As hospitalists, we must seek to prioritize what is important. We must actively choose to do this one thing rather than the million other tasks thrown at us. I am not saying to ignore patient care, but take a careful look at what you can control.
As I talked with Emily, I discovered she constantly checked her e-mail throughout the day, even on days she wasn’t working. She never sat down and took a lunch, even for 20 minutes. She hadn’t taken a family vacation, even for a short weekend, mainly because of what she described as work demands. She also told me that she enjoyed reading novels but had not read a single book since starting her new job.

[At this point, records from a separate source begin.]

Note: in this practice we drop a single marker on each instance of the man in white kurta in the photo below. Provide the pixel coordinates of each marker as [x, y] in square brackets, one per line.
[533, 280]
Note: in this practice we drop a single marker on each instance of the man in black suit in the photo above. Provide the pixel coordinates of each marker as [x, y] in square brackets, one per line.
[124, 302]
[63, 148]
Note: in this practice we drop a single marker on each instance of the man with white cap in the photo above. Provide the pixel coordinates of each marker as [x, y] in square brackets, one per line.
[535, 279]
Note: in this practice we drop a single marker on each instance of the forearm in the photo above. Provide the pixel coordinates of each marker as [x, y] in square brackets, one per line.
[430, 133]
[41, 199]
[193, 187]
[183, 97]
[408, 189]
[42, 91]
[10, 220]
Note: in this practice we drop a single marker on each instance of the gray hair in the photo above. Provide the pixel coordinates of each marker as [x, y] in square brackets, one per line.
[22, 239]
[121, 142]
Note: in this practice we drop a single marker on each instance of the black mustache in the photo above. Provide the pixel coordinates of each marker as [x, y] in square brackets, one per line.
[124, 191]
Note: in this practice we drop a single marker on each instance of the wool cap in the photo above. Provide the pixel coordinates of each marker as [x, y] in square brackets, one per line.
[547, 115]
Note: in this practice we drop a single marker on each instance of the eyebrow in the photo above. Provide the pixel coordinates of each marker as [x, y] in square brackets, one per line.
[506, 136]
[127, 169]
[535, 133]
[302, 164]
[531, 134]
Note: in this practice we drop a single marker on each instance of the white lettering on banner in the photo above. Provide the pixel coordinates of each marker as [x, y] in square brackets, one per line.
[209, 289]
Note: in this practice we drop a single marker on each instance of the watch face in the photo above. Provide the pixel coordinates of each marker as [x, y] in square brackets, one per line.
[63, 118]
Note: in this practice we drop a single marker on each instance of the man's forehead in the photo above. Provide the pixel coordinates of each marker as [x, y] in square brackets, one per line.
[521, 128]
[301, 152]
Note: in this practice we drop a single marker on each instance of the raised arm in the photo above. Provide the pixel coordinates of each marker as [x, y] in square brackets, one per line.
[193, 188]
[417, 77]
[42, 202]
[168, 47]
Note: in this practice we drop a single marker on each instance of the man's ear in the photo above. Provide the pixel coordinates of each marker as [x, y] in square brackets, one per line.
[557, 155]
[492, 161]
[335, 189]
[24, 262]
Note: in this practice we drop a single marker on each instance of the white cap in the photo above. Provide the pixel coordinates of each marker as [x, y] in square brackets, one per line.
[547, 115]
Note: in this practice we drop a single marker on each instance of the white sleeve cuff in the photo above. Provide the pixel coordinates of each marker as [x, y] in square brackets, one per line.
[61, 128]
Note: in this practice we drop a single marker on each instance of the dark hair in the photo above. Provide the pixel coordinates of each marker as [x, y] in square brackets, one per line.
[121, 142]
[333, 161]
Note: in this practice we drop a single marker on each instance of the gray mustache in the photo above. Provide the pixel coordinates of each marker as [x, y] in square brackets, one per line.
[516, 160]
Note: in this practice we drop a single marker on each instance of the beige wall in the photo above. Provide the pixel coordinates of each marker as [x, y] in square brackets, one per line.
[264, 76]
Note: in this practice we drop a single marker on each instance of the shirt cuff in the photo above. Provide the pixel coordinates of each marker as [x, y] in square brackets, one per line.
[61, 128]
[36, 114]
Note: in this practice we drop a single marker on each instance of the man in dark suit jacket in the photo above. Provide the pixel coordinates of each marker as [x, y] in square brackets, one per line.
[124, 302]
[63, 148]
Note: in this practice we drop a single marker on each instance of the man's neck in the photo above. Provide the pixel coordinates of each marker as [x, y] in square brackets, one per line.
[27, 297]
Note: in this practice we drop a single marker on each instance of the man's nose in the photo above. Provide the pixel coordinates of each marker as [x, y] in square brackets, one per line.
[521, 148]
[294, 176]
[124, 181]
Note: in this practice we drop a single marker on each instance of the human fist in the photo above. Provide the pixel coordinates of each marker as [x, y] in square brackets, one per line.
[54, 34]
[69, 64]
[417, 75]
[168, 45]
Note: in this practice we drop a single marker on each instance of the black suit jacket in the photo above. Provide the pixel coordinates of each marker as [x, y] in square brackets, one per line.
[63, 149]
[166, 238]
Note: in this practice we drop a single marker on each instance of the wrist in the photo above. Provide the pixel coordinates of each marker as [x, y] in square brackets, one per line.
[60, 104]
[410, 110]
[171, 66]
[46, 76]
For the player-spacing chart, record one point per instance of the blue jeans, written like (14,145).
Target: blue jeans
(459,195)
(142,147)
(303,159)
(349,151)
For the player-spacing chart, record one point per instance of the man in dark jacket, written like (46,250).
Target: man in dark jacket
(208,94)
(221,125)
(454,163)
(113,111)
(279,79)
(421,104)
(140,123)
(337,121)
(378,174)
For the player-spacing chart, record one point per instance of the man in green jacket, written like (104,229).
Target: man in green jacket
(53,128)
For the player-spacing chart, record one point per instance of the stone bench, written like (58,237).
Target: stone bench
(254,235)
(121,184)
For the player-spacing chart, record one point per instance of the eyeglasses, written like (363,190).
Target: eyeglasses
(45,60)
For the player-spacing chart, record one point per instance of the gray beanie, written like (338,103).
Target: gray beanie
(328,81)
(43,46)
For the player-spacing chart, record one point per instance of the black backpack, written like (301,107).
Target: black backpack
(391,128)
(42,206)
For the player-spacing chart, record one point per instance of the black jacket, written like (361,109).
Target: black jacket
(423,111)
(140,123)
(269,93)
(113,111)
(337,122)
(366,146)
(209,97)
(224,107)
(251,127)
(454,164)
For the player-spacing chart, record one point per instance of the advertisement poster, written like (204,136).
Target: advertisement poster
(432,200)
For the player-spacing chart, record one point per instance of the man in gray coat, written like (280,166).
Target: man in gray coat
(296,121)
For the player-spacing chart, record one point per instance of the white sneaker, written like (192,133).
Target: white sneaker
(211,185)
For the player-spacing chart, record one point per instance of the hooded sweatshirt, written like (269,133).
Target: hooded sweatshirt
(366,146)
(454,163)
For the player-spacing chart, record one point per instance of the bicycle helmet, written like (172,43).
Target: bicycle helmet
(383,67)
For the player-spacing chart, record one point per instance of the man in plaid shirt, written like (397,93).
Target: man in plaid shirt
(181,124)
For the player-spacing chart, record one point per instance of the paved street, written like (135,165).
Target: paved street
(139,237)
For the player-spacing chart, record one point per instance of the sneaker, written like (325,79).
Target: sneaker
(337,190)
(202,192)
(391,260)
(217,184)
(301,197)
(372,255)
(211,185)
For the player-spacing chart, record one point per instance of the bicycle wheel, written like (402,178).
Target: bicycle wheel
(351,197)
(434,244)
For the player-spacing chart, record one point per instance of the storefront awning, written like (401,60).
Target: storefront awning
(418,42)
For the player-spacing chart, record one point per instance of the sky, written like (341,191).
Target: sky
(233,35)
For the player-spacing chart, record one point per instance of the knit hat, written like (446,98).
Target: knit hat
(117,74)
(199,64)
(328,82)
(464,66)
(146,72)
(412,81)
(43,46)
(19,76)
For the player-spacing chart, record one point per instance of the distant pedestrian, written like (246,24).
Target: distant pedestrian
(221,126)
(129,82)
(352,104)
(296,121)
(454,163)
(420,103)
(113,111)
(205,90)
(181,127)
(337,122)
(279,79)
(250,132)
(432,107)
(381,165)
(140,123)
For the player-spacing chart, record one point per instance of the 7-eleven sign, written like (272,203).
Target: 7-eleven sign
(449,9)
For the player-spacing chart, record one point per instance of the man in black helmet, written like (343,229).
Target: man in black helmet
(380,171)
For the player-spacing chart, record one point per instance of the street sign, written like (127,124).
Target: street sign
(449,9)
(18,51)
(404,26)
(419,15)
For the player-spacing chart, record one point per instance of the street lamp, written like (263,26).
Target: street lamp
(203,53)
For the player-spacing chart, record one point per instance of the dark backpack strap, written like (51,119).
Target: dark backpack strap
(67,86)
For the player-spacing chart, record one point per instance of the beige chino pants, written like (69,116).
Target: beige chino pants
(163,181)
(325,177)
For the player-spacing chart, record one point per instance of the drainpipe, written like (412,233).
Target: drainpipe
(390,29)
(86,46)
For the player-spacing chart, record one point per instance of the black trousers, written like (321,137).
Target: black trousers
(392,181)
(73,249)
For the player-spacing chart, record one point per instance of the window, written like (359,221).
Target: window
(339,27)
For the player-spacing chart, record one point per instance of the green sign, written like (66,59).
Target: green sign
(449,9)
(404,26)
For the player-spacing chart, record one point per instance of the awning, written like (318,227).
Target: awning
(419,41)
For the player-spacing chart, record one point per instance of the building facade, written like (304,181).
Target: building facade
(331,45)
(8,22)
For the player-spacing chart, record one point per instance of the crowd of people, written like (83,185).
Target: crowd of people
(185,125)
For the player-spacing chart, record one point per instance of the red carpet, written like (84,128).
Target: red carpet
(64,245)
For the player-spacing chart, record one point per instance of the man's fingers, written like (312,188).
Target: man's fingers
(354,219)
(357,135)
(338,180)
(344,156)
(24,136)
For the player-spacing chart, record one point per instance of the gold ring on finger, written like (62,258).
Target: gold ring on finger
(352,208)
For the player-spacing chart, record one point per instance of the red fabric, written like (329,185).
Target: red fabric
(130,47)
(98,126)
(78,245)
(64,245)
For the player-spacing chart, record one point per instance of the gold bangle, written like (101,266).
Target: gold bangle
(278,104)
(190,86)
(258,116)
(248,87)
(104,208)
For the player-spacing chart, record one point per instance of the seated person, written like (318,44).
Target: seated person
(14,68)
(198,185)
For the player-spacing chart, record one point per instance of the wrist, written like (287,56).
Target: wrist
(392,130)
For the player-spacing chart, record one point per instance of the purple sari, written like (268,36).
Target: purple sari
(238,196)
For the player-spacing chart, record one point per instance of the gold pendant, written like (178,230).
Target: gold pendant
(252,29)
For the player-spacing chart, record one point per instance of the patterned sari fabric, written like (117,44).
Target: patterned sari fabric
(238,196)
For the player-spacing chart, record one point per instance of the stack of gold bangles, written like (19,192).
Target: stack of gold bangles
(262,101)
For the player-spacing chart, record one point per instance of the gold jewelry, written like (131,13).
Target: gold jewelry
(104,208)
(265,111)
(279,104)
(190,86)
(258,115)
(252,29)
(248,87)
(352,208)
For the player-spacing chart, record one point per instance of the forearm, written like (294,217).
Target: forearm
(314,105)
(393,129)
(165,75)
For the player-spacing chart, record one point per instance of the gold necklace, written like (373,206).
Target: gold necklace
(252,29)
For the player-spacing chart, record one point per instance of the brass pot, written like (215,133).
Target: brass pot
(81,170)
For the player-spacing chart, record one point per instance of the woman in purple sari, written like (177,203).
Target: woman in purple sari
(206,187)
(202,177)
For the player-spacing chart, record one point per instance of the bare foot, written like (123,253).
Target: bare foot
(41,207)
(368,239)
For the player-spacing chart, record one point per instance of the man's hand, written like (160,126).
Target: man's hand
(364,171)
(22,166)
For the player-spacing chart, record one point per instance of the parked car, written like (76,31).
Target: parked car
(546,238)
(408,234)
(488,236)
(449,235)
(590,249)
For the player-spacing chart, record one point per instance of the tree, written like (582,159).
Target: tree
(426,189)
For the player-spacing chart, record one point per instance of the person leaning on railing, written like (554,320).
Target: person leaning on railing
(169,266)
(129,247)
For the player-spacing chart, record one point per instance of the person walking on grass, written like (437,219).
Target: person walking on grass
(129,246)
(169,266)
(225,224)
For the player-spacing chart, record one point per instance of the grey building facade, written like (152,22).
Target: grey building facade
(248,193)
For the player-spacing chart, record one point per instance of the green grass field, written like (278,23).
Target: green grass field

As I spoke with Emily, I pointed out some of the things she was telling me. Soon, she started to slow down and think a little. I coached her to limit herself in the next two years to one quality improvement activity or committee. I also suggested she simply use the next two professional years to learn how to become an attending. I told her to read and continue to become comfortable with decision-making as a hospitalist—all else professionally should take a back seat.
Personally, I coached her to eliminate some of the daily distractions, specifically the overuse of her e-mail. I suggested she ask the nurses to avoid interrupting her when she is writing a note; take a regular lunch with a colleague; leave work on time.
In the end, each of us needs to decide what is important and discover how we should spend our time. Of course, we need to fix the practice issues so HM can thrive, but each of us needs to do a personal assessment, discover (or maybe rediscover) what is important, budget our time, and follow through. If we do, we will all be better off.
Thank you for allowing me to serve as your president. TH
Dr. Cawley is SHM president.
1. Hummel, Charles E. Tyranny of the Urgent. Downers Grove, Ill.: Intervarsity Press; 1967.
2. A challenge for a new specialty: a white paper on hospitalist career satisfaction. SHM Web site. Available at: www.hospitalmedicine.org/AM/Template.cfm?Section=White_Papers&Template=/CM/ContentDisplay.cfm&ContentID=14631. Accessed March 2, 2009.